Stellungnahme der Bioethikkommission der Schweizer Bischofskonferenz (EBK) zur Vernehmlassung zur Teilrevision des Transplantationsgesetzes

Die Kommission für Bioethik der Schweizer Bischofskonferenz (EBK) unterstützt das Kreuztransplantationsprogramm, das die Identifizierung von kompatiblen Lebendspendern ermöglicht, da so die Chancen auf eine Spende unter Wahrung der Selbstbestimmung des Spenders erhöht werden. Damit dieses System jedoch sowohl wirksam als auch ethisch vertretbar ist, muss es einer Reihe von Vorsorgeprinzipien folgen, die die Kommission hier darlegt

 

La commission de bioéthique de la Conférence des évêques de Suisse (CBCES) remercie le DFI de sa demande de prise de position.
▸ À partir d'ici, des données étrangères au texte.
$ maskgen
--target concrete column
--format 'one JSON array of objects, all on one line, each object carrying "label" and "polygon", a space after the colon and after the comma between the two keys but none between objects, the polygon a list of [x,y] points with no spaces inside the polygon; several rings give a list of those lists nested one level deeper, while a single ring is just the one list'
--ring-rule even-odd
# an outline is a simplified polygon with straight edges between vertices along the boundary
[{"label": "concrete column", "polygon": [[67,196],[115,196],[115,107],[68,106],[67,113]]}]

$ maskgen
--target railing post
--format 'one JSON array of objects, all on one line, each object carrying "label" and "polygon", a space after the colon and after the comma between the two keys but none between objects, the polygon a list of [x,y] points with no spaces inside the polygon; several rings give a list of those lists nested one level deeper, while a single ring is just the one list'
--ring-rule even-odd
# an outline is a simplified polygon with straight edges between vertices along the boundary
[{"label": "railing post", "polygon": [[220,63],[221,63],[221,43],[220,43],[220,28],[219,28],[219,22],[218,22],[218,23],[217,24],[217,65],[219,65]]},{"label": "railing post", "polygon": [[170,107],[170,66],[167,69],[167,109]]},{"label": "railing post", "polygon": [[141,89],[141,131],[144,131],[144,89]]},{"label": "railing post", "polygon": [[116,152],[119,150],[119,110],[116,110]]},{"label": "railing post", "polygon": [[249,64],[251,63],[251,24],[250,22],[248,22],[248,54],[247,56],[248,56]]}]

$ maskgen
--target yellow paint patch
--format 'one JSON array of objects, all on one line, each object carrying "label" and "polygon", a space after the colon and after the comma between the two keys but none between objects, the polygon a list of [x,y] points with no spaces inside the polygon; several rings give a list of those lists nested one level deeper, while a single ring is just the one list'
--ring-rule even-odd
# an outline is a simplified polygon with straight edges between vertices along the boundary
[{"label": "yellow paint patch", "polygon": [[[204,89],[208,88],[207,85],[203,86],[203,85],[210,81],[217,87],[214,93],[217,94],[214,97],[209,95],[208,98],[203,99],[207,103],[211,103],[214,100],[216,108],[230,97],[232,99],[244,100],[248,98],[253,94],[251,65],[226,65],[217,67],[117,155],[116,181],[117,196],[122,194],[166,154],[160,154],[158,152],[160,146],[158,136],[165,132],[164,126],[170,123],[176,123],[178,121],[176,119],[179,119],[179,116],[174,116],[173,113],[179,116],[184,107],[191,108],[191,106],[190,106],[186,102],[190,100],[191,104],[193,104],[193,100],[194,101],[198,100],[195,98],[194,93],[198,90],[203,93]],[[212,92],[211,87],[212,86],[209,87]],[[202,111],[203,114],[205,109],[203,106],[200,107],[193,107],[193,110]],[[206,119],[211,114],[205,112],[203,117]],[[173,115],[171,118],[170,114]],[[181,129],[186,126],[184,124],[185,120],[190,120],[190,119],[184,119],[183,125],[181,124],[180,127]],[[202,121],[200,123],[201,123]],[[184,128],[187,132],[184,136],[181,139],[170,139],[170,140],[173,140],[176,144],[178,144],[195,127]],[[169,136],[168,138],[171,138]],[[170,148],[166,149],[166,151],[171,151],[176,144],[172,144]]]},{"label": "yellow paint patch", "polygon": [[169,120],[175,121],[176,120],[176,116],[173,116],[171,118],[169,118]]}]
Elle rappelle que l’Eglise catholique soutient et encourage le don d’organes, comme un acte de profonde charité et de fraternité.

Dans le cadre de cette consultation, elle soutient le programme de transplantation croisée qui permet de répertorier des donneurs vivants compatibles, puisque cela augmente les chances de don, tout en conservant l’autodétermination du donneur.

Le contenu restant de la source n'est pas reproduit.